Peat briquettes, licorice black when freshly extracted, turn brown in summer heat, ready to serve as heating fuel for winter.
But peat bogs, like others in Ireland, are at the heart of a clash between rural residents and urban politicians, some promoting traditional culture, others a natural carbon sink that needs to be protected.
“What the Green Party and its urban members feel is such deep anger and resentment … that they can lash out against people in the Irish countryside,” John told AFP. Dorr, spokesman for the Kildare Turf Cutters Association.
According to the Irish Environmental Protection Agency, 14% of the population use peat for heating. For them, this traditional source of energy, which has been slashed and burned for centuries, is an inheritance.
“It’s a cultural activity, part of our community,” says Mr. Dorr. “We’re independent on fuels. That’s the point.”
On Tuesday, during a visit to Japan, Irish Prime Minister Michael Martin said his government must focus on the country’s carbon emissions, aiming to legislate on the issue by the end of the month.
“Heat waves are showing us that the big effects of climate change are being brought home,” the Prime Minister said. “It’s here now.”
– “Back to Basics” –
Official figures released on Thursday show that CO2 emissions are up 4.7% in 2021 compared to 2020 and 1.1% compared to 2019 before the pandemic in Ireland.
But the governing coalition, which includes the Greens, is still nursing wounds after trying to pass the legislation in principle, a plan that has sparked a revolt by some rural representatives of the majority.
Tipperary’s Independent MP Matty McGrath said ministers needed to “go back to basics” to recognize the consequences of principle restrictions for low-income rural families.
Since then, unveiling his revised project, Environment Minister Eamonn Ryan has assured that controversial measures, particularly restricting the sale of peat within communities of fewer than 500 inhabitants, have been dropped.
Under the new rules, selling peyote to families, friends and neighbors will be allowed as before.
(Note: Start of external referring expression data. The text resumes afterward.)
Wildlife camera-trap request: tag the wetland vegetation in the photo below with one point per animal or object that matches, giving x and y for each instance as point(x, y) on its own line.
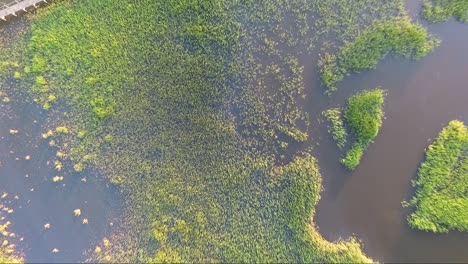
point(360, 121)
point(398, 36)
point(190, 107)
point(440, 203)
point(442, 10)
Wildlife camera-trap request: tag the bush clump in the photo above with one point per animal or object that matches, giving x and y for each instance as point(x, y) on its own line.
point(398, 36)
point(363, 116)
point(337, 128)
point(440, 202)
point(442, 10)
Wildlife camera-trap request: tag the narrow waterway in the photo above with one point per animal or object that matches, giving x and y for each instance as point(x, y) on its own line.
point(423, 96)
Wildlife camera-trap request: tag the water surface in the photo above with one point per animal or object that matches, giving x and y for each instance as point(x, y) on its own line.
point(423, 96)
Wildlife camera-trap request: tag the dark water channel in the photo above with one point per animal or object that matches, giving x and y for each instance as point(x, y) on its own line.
point(36, 200)
point(423, 96)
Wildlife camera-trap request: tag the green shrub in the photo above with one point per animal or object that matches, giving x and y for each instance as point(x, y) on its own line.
point(364, 114)
point(337, 128)
point(441, 10)
point(353, 156)
point(398, 36)
point(440, 202)
point(364, 118)
point(62, 130)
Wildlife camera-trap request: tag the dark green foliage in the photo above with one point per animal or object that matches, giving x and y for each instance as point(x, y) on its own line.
point(182, 103)
point(337, 128)
point(398, 36)
point(440, 202)
point(441, 10)
point(353, 156)
point(364, 118)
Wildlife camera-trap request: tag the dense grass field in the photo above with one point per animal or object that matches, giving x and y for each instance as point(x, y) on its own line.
point(190, 106)
point(359, 122)
point(440, 201)
point(441, 10)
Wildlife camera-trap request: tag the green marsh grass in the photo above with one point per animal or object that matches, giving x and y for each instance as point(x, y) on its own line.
point(363, 116)
point(442, 10)
point(440, 202)
point(397, 36)
point(337, 128)
point(182, 104)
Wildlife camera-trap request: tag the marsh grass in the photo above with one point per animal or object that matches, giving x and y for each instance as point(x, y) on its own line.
point(440, 201)
point(397, 36)
point(363, 116)
point(442, 10)
point(337, 128)
point(182, 103)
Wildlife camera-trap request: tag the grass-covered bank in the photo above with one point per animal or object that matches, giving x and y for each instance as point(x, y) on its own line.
point(364, 117)
point(398, 36)
point(442, 10)
point(360, 121)
point(189, 106)
point(440, 201)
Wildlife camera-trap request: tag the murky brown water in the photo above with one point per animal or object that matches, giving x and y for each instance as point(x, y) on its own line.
point(37, 200)
point(423, 96)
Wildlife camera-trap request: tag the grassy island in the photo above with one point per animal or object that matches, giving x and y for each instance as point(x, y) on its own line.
point(397, 36)
point(364, 118)
point(440, 202)
point(442, 10)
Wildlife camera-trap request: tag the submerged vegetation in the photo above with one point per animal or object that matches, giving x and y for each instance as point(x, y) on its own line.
point(440, 202)
point(364, 118)
point(441, 10)
point(360, 121)
point(337, 128)
point(189, 107)
point(398, 36)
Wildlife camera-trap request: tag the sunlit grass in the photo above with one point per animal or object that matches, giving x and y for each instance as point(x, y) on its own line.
point(440, 201)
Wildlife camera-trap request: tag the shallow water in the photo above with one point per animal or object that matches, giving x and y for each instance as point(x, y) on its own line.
point(39, 200)
point(423, 96)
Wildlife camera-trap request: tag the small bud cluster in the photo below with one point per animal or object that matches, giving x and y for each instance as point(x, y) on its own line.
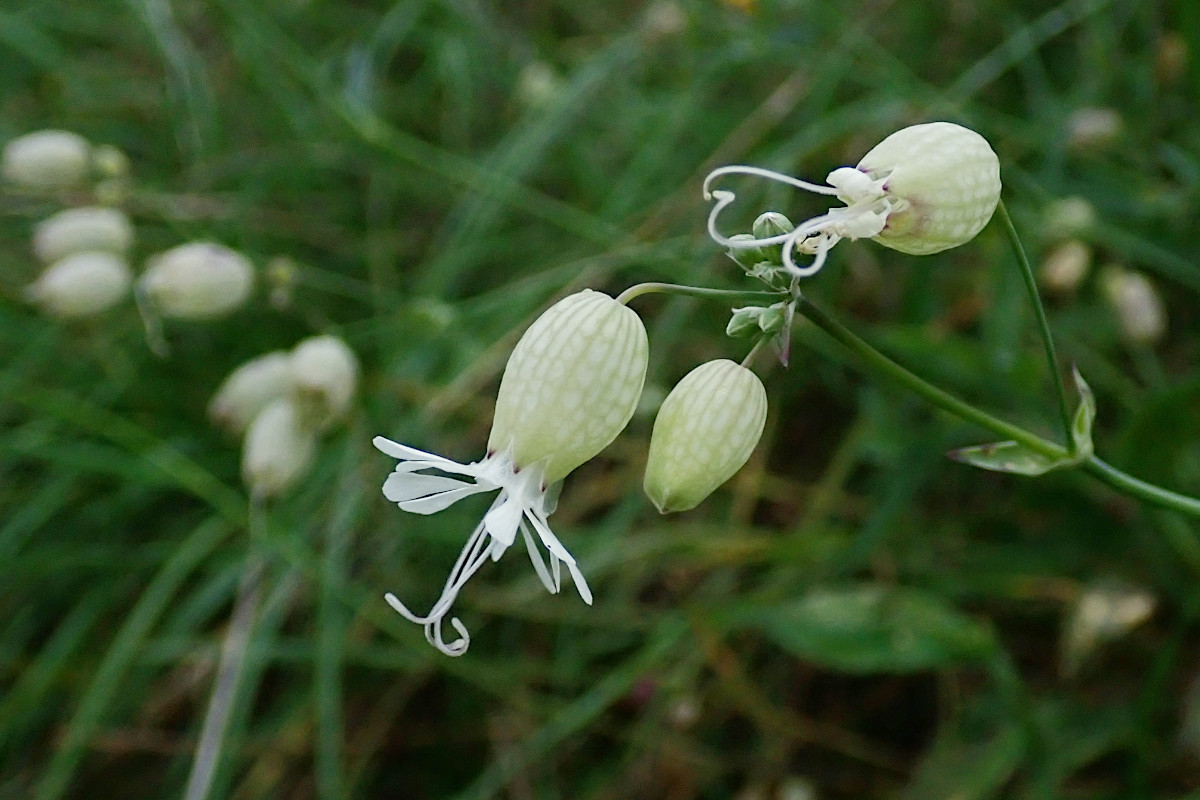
point(281, 403)
point(85, 248)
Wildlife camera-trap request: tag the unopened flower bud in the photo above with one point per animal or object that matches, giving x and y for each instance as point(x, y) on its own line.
point(706, 431)
point(46, 160)
point(1089, 128)
point(324, 378)
point(1071, 216)
point(75, 230)
point(1139, 308)
point(772, 223)
point(250, 389)
point(945, 180)
point(82, 284)
point(1066, 266)
point(1104, 611)
point(744, 322)
point(747, 257)
point(197, 281)
point(277, 451)
point(571, 384)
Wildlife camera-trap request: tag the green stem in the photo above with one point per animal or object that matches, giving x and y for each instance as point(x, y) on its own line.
point(1039, 311)
point(697, 292)
point(1138, 488)
point(943, 400)
point(1092, 465)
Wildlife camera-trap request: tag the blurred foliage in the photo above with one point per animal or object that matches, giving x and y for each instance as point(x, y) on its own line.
point(852, 609)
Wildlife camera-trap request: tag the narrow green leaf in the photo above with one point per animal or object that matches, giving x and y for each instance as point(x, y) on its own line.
point(1008, 457)
point(1085, 415)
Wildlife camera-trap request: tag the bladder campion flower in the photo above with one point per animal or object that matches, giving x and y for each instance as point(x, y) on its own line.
point(46, 160)
point(76, 230)
point(251, 388)
point(705, 432)
point(82, 284)
point(923, 190)
point(199, 280)
point(570, 386)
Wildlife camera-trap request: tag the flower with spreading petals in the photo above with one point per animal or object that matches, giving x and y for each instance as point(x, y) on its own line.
point(570, 386)
point(923, 190)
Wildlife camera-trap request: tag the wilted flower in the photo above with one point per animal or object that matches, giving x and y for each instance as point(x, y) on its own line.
point(46, 160)
point(73, 230)
point(923, 190)
point(82, 284)
point(570, 386)
point(706, 431)
point(324, 378)
point(250, 389)
point(197, 281)
point(1139, 308)
point(277, 451)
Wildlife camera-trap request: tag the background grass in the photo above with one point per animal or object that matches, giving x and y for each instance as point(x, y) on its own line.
point(853, 615)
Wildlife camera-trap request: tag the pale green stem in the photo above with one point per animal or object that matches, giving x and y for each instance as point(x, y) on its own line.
point(885, 366)
point(1039, 311)
point(697, 292)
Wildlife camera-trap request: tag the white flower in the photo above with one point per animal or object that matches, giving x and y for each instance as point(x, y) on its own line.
point(570, 386)
point(277, 451)
point(82, 284)
point(250, 389)
point(923, 190)
point(324, 378)
point(46, 160)
point(197, 281)
point(1137, 302)
point(81, 229)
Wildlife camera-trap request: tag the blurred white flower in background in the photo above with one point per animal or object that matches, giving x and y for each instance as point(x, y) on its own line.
point(250, 389)
point(46, 160)
point(277, 451)
point(88, 228)
point(82, 284)
point(1138, 305)
point(324, 376)
point(197, 281)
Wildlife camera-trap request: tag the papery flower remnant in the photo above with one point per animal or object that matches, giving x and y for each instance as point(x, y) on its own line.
point(923, 190)
point(570, 386)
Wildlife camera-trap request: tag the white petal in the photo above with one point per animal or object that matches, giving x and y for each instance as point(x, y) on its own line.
point(581, 585)
point(436, 503)
point(539, 564)
point(547, 537)
point(405, 452)
point(403, 486)
point(502, 521)
point(557, 549)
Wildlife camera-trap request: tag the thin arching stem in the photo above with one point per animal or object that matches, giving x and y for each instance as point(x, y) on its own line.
point(697, 292)
point(888, 368)
point(1039, 311)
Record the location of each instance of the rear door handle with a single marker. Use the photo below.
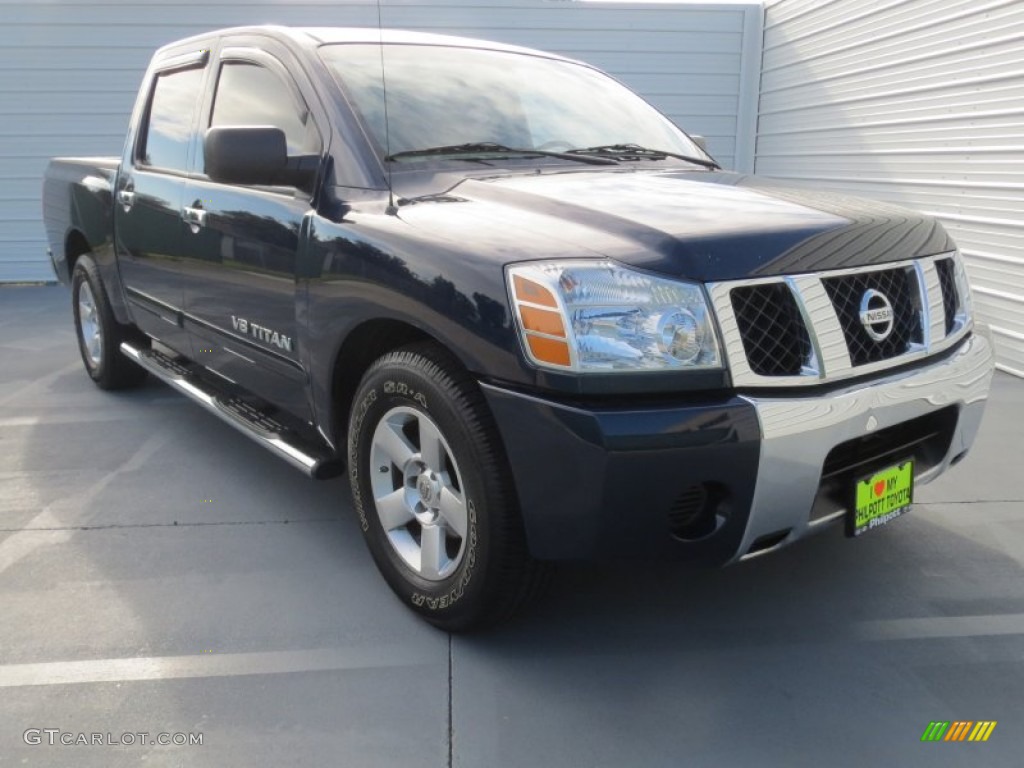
(195, 217)
(126, 198)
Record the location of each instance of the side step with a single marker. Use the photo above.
(313, 461)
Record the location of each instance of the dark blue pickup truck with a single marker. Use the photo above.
(527, 315)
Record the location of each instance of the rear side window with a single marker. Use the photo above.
(169, 129)
(250, 95)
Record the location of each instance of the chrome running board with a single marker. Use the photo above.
(312, 461)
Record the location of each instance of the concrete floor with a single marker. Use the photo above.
(159, 572)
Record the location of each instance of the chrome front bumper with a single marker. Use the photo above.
(799, 432)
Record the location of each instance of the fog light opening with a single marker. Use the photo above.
(698, 511)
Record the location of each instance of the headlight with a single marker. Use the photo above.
(599, 316)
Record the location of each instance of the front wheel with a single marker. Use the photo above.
(433, 492)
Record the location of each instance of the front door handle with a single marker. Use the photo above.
(195, 217)
(126, 198)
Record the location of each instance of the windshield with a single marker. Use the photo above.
(439, 96)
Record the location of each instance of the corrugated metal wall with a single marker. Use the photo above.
(914, 101)
(70, 69)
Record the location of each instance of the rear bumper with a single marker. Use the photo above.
(720, 479)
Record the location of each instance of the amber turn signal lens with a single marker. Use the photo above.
(542, 321)
(549, 350)
(535, 293)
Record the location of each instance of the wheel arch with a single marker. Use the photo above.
(76, 245)
(364, 344)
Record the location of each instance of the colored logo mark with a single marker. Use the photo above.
(958, 730)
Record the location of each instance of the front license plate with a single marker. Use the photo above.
(881, 498)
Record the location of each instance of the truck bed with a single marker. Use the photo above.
(78, 195)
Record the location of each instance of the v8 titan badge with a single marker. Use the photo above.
(881, 498)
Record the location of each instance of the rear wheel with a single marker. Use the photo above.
(99, 334)
(433, 492)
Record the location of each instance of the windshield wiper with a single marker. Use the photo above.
(489, 147)
(635, 152)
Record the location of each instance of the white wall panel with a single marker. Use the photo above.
(914, 101)
(70, 69)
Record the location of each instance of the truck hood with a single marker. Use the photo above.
(700, 225)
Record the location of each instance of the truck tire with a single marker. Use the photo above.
(99, 334)
(434, 495)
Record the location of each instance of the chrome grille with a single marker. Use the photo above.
(773, 333)
(899, 286)
(947, 283)
(803, 330)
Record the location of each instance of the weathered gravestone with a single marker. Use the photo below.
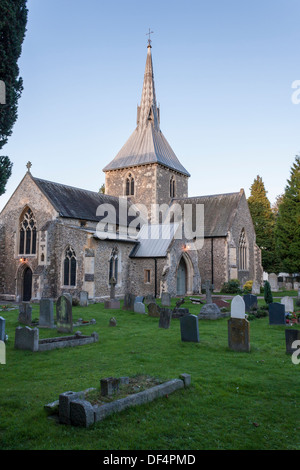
(238, 326)
(165, 299)
(250, 302)
(238, 308)
(83, 298)
(46, 319)
(2, 329)
(25, 311)
(288, 303)
(290, 337)
(153, 309)
(64, 318)
(139, 307)
(165, 317)
(277, 314)
(189, 328)
(129, 302)
(255, 288)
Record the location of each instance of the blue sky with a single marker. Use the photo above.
(223, 74)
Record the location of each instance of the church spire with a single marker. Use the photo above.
(148, 112)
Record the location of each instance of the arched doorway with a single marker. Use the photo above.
(27, 284)
(181, 277)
But retail and internet sales will be banned, as will advertising of peat sales in the media.
For Patsy Power, a peat cutter in the Bog of Allan, the new rules won’t change anything.
“We’ve grown peat here all my life,” says the 60-year-old. On his land, he harvests grain with his seven brothers and sisters.
“We don’t sell it anyway, it’s for home use, it’s for family,” he adds.
– Carbon Zinc –
For Mr Dorr, the government’s retreat is “a small victory”. But he said the settlement was driven by rising energy prices, not regional concerns.
Aware of the environmental issues facing the country, he believes the principle aims to attack “the little people first”.
Environmental groups have urged the government to take the bull by the horns for damaging wetlands, which are natural carbon sinks.
“Peat cutters are not required to restore habitat or consider emissions when clearing peatland,” said Tristram White, manager at the Irish Peatland Conservation Council.
And, according to him, culture pollutes waterways and leads to “loss of biodiversity.” “It’s the most emitting fuel source we can use…the heating effects of burning peat are not worth it”.